Table 4 demonstrates the portability of optimized skill artifacts:

  • Cross-Model Transfer: Skills trained on a source model (e.g., GPT-5.4) provide positive gains when deployed on smaller target models (e.g., GPT-5.4-mini, nano).
  • Cross-Harness Transfer: A SpreadsheetBench skill trained in Codex transfers to Claude Code with a +59.7 point gain.
  • Cross-Benchmark Transfer: A skill trained on OlympiadBench provides positive gains on the related Omni-MATH benchmark.

Optimizer Strength and Skill Characteristics

Table 5 shows that a stronger frontier optimizer (GPT-5.5) yields larger gains, but a target-matched optimizer still recovers 56–74% of the gain, confirming the loop's intrinsic value.

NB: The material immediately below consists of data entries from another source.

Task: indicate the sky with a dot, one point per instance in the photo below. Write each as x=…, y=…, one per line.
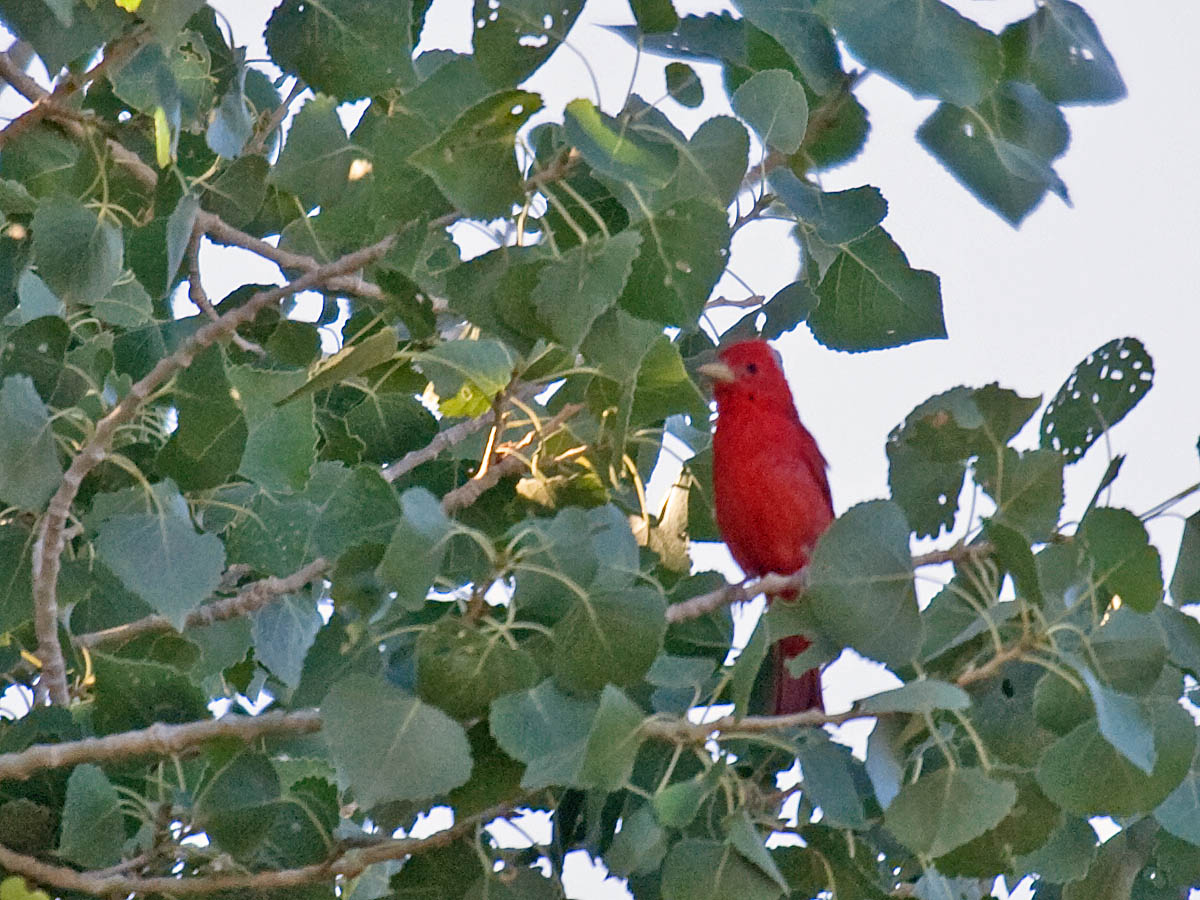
x=1023, y=306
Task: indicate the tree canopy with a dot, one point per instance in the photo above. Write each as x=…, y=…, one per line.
x=276, y=589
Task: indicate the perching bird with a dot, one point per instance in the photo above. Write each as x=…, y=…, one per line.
x=769, y=487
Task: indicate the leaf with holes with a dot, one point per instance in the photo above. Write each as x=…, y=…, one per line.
x=1098, y=394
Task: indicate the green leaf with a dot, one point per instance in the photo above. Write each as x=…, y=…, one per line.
x=923, y=696
x=349, y=48
x=1026, y=489
x=871, y=298
x=805, y=37
x=1061, y=52
x=773, y=103
x=1122, y=557
x=352, y=360
x=237, y=804
x=316, y=160
x=1067, y=771
x=462, y=670
x=29, y=461
x=713, y=870
x=389, y=745
x=93, y=822
x=1002, y=149
x=565, y=741
x=486, y=366
x=945, y=809
x=282, y=631
x=924, y=46
x=609, y=639
x=414, y=553
x=1186, y=579
x=126, y=305
x=837, y=216
x=208, y=445
x=576, y=289
x=1098, y=394
x=861, y=587
x=513, y=39
x=162, y=559
x=684, y=85
x=684, y=251
x=474, y=162
x=612, y=149
x=1066, y=856
x=77, y=255
x=281, y=441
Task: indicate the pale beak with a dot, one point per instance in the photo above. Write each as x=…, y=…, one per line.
x=718, y=372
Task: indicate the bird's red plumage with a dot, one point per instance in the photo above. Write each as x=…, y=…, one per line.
x=771, y=490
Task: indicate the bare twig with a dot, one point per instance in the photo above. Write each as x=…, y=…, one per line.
x=48, y=546
x=51, y=105
x=276, y=119
x=508, y=465
x=773, y=583
x=348, y=864
x=156, y=741
x=197, y=294
x=247, y=600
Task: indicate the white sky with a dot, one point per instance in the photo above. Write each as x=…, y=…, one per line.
x=1021, y=306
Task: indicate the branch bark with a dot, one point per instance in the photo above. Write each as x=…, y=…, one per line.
x=249, y=600
x=51, y=539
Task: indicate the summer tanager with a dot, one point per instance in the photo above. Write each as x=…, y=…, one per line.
x=772, y=495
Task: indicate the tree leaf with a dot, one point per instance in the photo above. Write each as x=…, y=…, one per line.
x=389, y=745
x=474, y=161
x=349, y=48
x=1066, y=773
x=773, y=103
x=93, y=822
x=576, y=289
x=1059, y=49
x=861, y=589
x=609, y=639
x=837, y=216
x=29, y=461
x=513, y=39
x=1122, y=557
x=945, y=809
x=77, y=255
x=1099, y=393
x=871, y=298
x=162, y=559
x=927, y=47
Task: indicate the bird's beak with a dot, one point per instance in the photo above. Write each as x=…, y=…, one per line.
x=718, y=372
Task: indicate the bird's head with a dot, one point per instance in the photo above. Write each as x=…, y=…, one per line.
x=749, y=372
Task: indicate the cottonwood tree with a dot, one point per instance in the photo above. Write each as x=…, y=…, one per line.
x=430, y=556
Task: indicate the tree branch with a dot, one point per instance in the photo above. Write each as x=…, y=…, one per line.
x=508, y=465
x=51, y=539
x=773, y=583
x=347, y=864
x=156, y=741
x=247, y=600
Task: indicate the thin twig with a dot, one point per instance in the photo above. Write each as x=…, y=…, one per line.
x=347, y=864
x=197, y=294
x=247, y=600
x=277, y=115
x=156, y=741
x=774, y=583
x=508, y=465
x=49, y=544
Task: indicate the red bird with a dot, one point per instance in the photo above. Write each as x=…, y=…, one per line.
x=772, y=495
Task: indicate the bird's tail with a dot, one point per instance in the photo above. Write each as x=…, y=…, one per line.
x=795, y=695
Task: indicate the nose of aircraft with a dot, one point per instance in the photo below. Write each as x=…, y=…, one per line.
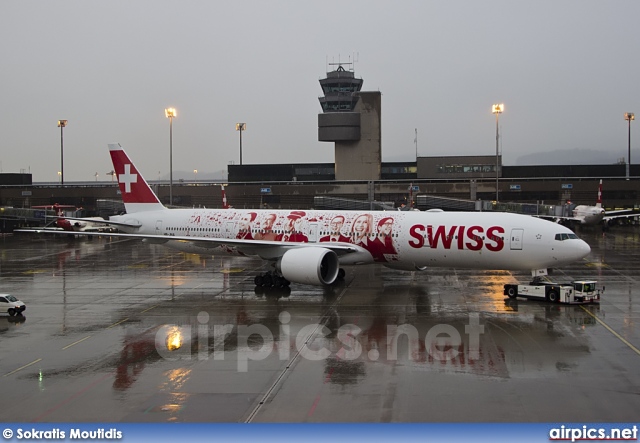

Table 6 and Figure 4 characterize the learned artifacts:

  • Compact: Final skills range from 379 to 1,995 tokens.
  • Edit-Economical: Gains come from only 1–4 accepted edits per benchmark.
  • Procedural & Inspectable: Learned rules encode generalizable procedures (e.g., "Inspect workbook structure and formulas, then write evaluated static values...").

Theoretical and Practical Implications

  • Skill as a Trainable State: The paper establishes a new paradigm where the skill document itself is the primary object of optimization, enabling controlled, reproducible adaptation for frozen agents.
  • Harness-Agnostic Optimization: By separating the optimizer from the execution harness, SkillOpt provides a general-purpose adaptation layer applicable across diverse agent environments.
  • Cost-Effective Deployment: The one-time training cost produces a compact, static artifact (best_skill.md) that adds zero overhead at deployment and can be audited, edited, and reused.
  • Empirical Superiority: The comprehensive results demonstrate that systematic, validation-gated text-space optimization outperforms existing methods for skill/prompt improvement, especially on procedural tasks.

Conclusion

SkillOpt introduces a controlled text-space optimization loop for agent skills, applying deep-learning-style discipline (batches, learning rates, validation) to a natural-language artifact. It delivers state-of-the-art performance across a broad range of models, benchmarks, and execution environments. The resulting skills are compact, interpretable, and transferable, positioning them as a practical, weight-free domain adaptation layer for frontier agents.

Future directions include extending to skill libraries, preference-driven gates for open-ended tasks, and self-distillation of skills back into model weights.